Le présent dossier, qui ne se veut pas un guide de lecture puisque l'encyclique a été publiée il y a seulement quelques heures, aborde quelques grands défis proprement théologiques et anthropologiques que rencontre ce texte sur « la protection de la personne humaine à l’ère de l’intelligence artificielle » : transformation du travail, concentration des pouvoirs économiques et technologiques, mutation des formes de pensée, redéfinition de l’humain et défis spirituels d’une culture dominée par la technique. À travers ces questions, Magnifica Humanitas apparaît déjà comme une étape majeure de la doctrine sociale de l’Église à l’heure de l’intelligence artificielle. 

I L’Église face au défi de l’intelligence artificielle

L’encyclique de Léon XIV paraît à un moment particulièrement critique de l’histoire technologique contemporaine. Soixante-dix ans après l’apparition de l’expression « intelligence artificielle » lors de la conférence de Dartmouth en 1956, après plusieurs « hivers de l’IA » faits de déceptions et de désillusions, les progrès récents des systèmes génératifs ont provoqué une rupture spectaculaire.
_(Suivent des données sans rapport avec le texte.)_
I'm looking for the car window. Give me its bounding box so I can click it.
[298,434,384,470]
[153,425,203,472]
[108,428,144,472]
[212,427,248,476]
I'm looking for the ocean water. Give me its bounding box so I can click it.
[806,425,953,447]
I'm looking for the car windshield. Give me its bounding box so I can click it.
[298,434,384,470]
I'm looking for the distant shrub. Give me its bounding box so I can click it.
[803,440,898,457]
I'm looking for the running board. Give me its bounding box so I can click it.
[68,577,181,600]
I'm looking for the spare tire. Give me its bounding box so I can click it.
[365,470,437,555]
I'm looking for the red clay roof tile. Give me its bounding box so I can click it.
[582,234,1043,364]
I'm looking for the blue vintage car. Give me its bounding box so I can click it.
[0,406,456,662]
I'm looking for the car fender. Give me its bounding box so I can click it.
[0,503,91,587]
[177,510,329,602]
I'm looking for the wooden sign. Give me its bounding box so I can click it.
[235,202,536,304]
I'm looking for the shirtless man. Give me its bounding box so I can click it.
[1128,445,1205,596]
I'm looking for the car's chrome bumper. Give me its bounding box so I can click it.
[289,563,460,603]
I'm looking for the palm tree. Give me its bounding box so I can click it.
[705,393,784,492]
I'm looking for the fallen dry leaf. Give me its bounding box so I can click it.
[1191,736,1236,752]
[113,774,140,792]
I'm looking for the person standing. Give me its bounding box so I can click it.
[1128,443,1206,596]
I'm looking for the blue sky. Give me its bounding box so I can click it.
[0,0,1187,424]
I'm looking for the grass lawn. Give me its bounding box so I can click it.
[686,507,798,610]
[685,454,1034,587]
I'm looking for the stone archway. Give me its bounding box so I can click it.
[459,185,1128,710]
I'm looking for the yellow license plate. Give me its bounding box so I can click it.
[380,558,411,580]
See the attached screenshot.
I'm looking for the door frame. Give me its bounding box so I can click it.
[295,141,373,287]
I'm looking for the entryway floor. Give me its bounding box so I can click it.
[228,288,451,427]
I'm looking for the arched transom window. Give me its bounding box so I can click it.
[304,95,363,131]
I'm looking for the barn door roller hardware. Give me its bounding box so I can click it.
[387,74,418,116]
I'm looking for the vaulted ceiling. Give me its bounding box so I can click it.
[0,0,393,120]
La puissance de calcul des ordinateurs contemporains, jointe à la découverte des architectures dites « transformers » en 2017, a rendu possible l’apparition des Large Language Models (LLM), capables de traiter le langage naturel avec une efficacité inédite. Beaucoup y voient déjà une révolution comparable à l’invention de l’écriture, de l’imprimerie ou de la machine industrielle. 

Léon XIV situe explicitement cette mutation dans le prolongement des res novae affrontées par Léon XIII : « la numérisation, l’intelligence artificielle (IA) et la robotique sont en train de transformer rapidement et profondément notre monde » (Magnifica Humanitas, n. 4). Il affirme encore que l’intelligence artificielle ne doit pas être considérée « comme un thème annexe ni comme une urgence à gérer, mais comme une transformation qui interpelle de l’intérieur les catégories de la Doctrine sociale » (n. 17).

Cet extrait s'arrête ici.